Les chercheurs n’ont pas identifié une zone particulière de prise de risque dans le cerveau mais plusieurs associations entre ce comportement et l'anatomie cérébrale. “Il n'y a pas une seule région du risque dans le cerveau, poursuit Gideo Nave, auteur de l’étude. Nous identifions de nombreuses régions dont l'anatomie est altérée chez les personnes qui prennent des risques.” Pour faire le lien, les chercheurs se sont concentrés sur 4 comportements à risque auto-déclarés : le tabagisme, la consommation d’alcool, la promiscuité sexuelle et la conduite au-dessus des limites de vitesse. Ils ont ensuite créé un index de tolérance au risque avant de mesurer le volume total de matière grise dans le cerveau des participants.

Des gènes de la prise de risque

Les résultats ont révélé une corrélation entre une tolérance au risque plus élevée et un volume global de la matière grise plus faible. Un résultat qui s’est confirmé après la prise en compte de différents facteurs de confusion possible dont la taille totale du cerveau, l'âge, le sexe, la sensibilité, la consommation excessive d'alcool et les facteurs génétiques. L’examen plus spécifique des zones du cerveau a mis en avant des associations avec plusieurs régions cérébrales distinctes dont l’amygdale, impliquée dans la peur et l’émotion. Les chercheurs ont identifié des niveaux plus faibles de matière grise dans d’autres parties du cerveau qui sont associés à la propension à prendre plus de risques.
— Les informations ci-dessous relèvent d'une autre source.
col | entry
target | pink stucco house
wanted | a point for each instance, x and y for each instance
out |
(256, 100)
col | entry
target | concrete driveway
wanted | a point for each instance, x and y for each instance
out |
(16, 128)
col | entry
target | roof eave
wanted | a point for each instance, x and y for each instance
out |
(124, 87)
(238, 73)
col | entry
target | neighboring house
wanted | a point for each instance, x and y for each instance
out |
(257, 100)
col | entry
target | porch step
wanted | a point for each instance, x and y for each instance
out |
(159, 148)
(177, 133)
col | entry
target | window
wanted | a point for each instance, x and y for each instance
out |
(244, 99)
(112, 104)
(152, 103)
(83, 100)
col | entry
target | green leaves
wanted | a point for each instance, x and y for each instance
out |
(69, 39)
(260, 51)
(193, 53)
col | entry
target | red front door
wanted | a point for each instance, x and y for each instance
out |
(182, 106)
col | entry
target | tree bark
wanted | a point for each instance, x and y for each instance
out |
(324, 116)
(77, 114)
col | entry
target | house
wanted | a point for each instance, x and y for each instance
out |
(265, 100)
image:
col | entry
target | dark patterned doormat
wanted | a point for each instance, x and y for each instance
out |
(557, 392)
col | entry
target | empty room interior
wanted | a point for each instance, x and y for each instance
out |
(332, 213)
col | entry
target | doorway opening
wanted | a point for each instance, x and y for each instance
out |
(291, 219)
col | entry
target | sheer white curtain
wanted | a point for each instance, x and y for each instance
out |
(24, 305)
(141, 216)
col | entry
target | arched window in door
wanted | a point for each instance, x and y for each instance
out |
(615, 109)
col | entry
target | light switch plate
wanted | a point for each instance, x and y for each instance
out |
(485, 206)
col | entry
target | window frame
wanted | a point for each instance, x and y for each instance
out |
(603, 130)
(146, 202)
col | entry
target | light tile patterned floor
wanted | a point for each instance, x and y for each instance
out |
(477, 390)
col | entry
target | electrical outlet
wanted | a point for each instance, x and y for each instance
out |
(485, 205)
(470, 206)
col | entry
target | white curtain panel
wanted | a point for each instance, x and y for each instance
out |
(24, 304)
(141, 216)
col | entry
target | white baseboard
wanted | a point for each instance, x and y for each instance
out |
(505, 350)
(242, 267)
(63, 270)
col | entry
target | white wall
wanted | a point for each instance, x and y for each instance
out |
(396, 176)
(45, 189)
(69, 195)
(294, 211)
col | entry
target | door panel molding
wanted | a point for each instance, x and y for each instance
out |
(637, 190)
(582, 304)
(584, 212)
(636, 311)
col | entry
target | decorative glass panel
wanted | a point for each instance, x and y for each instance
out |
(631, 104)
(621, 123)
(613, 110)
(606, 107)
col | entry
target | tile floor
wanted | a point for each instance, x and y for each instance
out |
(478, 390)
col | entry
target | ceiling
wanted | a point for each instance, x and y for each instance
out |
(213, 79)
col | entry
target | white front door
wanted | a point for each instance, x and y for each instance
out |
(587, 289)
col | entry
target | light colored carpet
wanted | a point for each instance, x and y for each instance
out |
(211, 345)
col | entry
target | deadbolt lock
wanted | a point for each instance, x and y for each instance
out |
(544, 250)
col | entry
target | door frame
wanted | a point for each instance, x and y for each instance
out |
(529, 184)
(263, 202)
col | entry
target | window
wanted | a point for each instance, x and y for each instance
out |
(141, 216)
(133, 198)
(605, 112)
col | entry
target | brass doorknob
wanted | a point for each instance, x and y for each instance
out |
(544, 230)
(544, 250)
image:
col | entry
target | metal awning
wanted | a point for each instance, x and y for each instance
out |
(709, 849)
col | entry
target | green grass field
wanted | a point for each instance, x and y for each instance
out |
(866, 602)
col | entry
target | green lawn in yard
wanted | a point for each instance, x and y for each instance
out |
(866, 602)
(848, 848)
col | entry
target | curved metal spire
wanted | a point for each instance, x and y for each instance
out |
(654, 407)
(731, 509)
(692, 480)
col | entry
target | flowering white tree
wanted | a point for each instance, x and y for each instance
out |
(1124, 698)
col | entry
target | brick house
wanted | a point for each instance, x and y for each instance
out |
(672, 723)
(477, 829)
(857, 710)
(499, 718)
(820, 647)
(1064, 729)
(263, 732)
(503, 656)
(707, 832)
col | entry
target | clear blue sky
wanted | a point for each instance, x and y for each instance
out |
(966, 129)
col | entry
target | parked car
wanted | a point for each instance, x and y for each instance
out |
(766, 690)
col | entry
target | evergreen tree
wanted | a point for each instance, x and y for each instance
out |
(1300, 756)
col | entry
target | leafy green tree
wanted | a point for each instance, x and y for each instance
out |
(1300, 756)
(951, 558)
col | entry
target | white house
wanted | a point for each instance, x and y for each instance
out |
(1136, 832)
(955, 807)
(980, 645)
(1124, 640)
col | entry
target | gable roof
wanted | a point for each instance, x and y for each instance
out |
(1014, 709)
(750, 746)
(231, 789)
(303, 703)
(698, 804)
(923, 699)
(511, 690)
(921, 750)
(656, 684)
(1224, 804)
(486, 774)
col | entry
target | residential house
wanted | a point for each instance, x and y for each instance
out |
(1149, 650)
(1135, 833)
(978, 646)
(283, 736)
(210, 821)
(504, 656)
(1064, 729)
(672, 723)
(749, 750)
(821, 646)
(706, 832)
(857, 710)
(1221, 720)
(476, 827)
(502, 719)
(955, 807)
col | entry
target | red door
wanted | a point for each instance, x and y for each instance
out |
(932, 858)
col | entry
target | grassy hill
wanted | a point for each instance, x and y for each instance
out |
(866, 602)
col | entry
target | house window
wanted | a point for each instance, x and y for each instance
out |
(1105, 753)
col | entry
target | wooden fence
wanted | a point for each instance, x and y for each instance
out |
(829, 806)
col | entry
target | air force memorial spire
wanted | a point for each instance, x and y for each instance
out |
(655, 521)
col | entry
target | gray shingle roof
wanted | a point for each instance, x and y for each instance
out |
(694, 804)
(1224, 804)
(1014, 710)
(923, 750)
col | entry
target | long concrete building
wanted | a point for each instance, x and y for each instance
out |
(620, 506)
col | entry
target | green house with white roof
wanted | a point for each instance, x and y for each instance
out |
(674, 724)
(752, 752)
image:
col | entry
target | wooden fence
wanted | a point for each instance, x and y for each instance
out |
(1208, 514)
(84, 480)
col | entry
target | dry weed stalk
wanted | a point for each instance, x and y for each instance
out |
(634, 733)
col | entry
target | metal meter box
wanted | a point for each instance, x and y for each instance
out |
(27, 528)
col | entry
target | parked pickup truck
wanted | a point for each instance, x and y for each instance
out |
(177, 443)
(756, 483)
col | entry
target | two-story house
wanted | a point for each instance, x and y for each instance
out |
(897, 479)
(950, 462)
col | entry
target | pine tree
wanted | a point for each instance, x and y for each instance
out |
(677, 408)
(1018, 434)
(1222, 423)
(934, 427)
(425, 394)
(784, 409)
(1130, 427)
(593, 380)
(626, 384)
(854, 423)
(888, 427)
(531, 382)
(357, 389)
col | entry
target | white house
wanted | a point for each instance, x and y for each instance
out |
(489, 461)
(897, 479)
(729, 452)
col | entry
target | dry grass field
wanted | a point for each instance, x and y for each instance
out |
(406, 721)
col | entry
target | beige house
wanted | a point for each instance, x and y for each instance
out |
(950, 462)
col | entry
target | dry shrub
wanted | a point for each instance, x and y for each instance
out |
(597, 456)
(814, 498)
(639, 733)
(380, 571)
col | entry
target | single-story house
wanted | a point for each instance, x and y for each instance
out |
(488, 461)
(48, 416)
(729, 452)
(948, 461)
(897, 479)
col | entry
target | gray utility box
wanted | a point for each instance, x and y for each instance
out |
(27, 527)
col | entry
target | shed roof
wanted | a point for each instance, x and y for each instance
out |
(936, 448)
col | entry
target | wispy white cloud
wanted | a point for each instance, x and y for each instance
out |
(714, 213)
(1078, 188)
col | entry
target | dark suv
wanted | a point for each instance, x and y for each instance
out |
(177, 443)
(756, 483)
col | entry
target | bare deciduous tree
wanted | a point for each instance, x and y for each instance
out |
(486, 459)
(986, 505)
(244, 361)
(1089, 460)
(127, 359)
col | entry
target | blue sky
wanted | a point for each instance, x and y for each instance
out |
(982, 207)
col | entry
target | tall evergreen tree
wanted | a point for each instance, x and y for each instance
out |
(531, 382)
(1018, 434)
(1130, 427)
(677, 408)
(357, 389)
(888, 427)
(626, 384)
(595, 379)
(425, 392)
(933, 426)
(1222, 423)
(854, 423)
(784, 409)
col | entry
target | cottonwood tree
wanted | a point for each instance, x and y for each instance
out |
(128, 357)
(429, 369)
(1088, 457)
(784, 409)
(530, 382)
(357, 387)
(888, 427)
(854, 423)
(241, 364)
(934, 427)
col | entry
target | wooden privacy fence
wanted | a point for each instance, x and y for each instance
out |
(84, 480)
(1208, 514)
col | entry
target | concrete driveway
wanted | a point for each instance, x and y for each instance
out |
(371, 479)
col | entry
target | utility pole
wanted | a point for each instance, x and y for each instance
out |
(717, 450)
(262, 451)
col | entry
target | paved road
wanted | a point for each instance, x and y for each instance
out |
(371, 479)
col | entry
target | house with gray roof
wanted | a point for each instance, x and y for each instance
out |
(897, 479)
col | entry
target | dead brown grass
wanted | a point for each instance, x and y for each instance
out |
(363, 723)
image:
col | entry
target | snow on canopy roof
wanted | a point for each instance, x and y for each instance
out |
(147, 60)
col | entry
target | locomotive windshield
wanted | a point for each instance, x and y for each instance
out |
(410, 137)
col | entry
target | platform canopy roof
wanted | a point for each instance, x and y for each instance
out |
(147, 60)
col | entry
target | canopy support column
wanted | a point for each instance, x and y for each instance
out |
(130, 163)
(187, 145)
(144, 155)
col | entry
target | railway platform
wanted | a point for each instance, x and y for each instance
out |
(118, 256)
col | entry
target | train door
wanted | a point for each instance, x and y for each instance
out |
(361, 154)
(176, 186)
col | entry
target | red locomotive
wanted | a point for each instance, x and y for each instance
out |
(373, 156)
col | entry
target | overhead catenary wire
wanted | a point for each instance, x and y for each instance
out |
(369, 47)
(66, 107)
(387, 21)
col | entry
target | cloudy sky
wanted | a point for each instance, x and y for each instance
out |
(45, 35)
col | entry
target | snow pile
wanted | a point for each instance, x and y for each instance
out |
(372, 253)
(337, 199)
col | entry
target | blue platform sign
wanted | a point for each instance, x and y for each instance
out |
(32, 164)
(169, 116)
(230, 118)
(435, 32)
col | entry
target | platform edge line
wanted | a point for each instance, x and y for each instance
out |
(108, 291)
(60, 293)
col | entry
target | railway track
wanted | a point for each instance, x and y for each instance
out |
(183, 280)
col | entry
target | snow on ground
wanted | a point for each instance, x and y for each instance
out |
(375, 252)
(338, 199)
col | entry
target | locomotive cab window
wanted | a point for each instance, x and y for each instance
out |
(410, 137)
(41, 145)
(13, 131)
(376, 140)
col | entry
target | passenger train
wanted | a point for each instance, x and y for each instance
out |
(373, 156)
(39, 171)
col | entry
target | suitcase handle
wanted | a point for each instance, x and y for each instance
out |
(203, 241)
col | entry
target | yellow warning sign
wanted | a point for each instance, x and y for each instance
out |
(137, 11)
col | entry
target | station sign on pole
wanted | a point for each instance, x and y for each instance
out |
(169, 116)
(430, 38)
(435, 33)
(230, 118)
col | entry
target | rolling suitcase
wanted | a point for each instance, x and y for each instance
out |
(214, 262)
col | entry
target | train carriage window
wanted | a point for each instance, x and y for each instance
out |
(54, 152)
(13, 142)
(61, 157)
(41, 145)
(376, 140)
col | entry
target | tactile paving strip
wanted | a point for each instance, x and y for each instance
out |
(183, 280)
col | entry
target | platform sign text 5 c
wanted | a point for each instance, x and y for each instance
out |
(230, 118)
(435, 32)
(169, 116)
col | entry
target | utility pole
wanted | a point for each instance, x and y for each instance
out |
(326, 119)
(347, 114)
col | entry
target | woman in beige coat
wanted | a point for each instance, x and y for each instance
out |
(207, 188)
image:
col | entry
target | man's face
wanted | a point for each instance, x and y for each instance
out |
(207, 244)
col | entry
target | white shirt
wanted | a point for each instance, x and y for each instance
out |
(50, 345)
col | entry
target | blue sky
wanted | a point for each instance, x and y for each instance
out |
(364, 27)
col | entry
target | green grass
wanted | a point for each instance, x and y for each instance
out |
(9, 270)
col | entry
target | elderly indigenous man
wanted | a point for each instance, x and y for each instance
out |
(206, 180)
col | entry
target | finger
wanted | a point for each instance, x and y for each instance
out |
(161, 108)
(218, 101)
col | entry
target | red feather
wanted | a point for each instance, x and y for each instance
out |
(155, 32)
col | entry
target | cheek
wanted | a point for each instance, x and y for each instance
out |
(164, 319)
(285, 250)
Il s’agit de l’hippocampe, en lien avec la création de nouveaux souvenirs, et du cervelet, impliqué dans l’équilibre et la coordination. “Il y a de nombreuses régions impliquées, avec des tailles d'effet non négligeables”, ont écrit les chercheurs.

Les chercheurs ont également regardé s’il existe des gènes de la prise de risque. Grâce à une mesure de la variation génétique portant sur près de 300 000 personnes, ils ont découvert que ce score de risque ne permet d’expliquer que 3% de la variation du comportement à risques. Cependant, ce score apparaît corrélé à la réduction du volume de matière grise dans 3 zones cérébrales spécifiques. Il semble que les volumes de matière grise de ces 3 régions représentent une tendance génétique au comportement réel de prise de risque”, concluent-ils.

Les chercheurs avancent que des facteurs familiaux, environnementaux ou encore génétiques, ainsi qu’une corrélation entre tous ces facteurs, pourraient favoriser les comportements à risque. Ces premières données qui n’expliquent que quelques pourcents de la disposition génétique appellent à poursuivre les recherches.